Desde ayer estamos cómodamente ubicados en Red Bank, New Jersey, a una hora de tren de New York. Es una visita familiar, es Navidad, y hace mucho frío. Ha sido un gran cambio; de los 32 grados de Buenos Aires a los 4 ó 5 de New York. Ha sido un viaje un tanto complicado. LAN tuvo problemas todo el día, y cuando arribamos al aeropuerto de Ezeiza, en Buenos Aires, había pasajeros furiosos porque el vuelo de la mañana a Santiago de Chile había sido cancelado. Nuestro vuelo era Buenos Aires – Santiago – New York, y debía salir a las 18 horas. Pero un rato antes anunciaron que se retrasaría, muchos pasajeros comenzaron a protestar de manera airada, y unos minutos después nos convocaron a los que íbamos hacia New York.
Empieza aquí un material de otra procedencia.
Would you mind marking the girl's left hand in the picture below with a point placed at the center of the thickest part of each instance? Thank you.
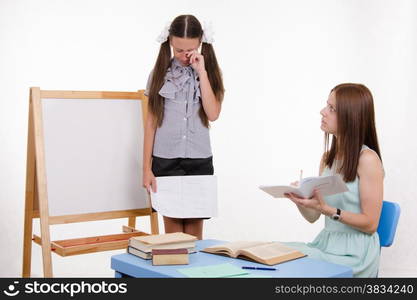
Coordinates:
(316, 202)
(196, 61)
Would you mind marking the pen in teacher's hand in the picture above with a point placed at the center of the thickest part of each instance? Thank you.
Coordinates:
(260, 268)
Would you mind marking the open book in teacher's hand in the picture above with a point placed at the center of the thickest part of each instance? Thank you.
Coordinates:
(326, 185)
(268, 253)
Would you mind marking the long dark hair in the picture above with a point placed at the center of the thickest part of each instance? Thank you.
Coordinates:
(184, 26)
(355, 127)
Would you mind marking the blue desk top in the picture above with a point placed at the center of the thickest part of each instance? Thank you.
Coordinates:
(133, 266)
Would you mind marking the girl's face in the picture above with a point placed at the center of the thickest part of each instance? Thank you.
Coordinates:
(182, 47)
(329, 116)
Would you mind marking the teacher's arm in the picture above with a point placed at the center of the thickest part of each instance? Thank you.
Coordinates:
(371, 176)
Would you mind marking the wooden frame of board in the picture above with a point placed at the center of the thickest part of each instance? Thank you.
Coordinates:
(36, 198)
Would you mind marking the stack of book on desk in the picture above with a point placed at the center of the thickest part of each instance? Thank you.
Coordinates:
(143, 246)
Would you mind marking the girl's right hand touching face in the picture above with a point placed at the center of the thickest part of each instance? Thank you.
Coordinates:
(149, 181)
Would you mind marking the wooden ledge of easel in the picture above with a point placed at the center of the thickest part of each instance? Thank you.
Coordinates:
(90, 244)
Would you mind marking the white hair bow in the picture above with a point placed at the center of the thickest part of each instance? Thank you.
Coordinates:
(208, 33)
(163, 36)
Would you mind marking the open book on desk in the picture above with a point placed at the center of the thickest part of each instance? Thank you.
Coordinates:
(268, 253)
(327, 185)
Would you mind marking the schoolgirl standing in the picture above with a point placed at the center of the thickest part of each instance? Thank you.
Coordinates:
(185, 90)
Los vamos a cambiar a un vuelo de American Airlines

nos dijeron

Y ese vuelo es directo.

Saldríamos a las 21:20 horas; a pesar del retraso, y por ser directo, llegaríamos al JFK de New York dos horas antes de lo previsto inicialmente. El problema: no pudieron subir nuestro equipaje al avión por problemas con los maleteros en Ezeiza, que están trabajando a reglamento. Resultado: llegamos con la ropa puesta y con las cosas que teníamos en las mochilas. Ayer, tuvimos que salir de urgencia a Target a comprar algo de ropa.

Hay muchas cosas sobre las que escribir en los próximos días: las casas decoradas por Navidad de manera bastante impresionante, el aspecto de los suburbios de New Jersey, el reecuentro con los programas de “jueces” en la televisión, la velocidad de acceso a Internet vía el FIOS de Verizon, los 500 canales de cable, el Blackberry que no funciona, New York y la interminable cantidad de cosas por ver… Pero es sábado, aún quedan cosas por conseguir, y para el lunes espero ordenar un poco más las ideas.

Ahora: con las aerolíneas no pego una :( . Y del equipaje aún no tenemos ni noticias.

Actualización: acabo de volver de compras de un mall cercano, donde hay locales del tipo Kohl’s y Radio Shack. Los villancicos de navidad me quemaron el cerebro; no hay lugar donde no estén sonando en la versión que se les ocurra. Y basta levantar la vista para encontar papás noeles, o personas con gorros de Papá Noel, o remeras con Papá Noel, ciervos o cualquier cosa navideña. Obviamente, es mi primera navidad aquí, y todo me parece tan extraño como los frascos de dos kilos de ketchup que acaba de sacar Heinz para las fiestas. Todo es ampuloso, colorido, enorme. Navideño, en todo caso :). Pero el espíritu de concordia falla en un punto: ni noticias de las valijas. Habrá que llamar por teléfono a American Airlines, que ahora se ocupa de nuestro tema. Y gracias por los saludos que me llegaron por mail, los responderé en las próximas horas.

Actualización II: finalmente, dos días después, llegó la valija. Tema terminado, por suerte.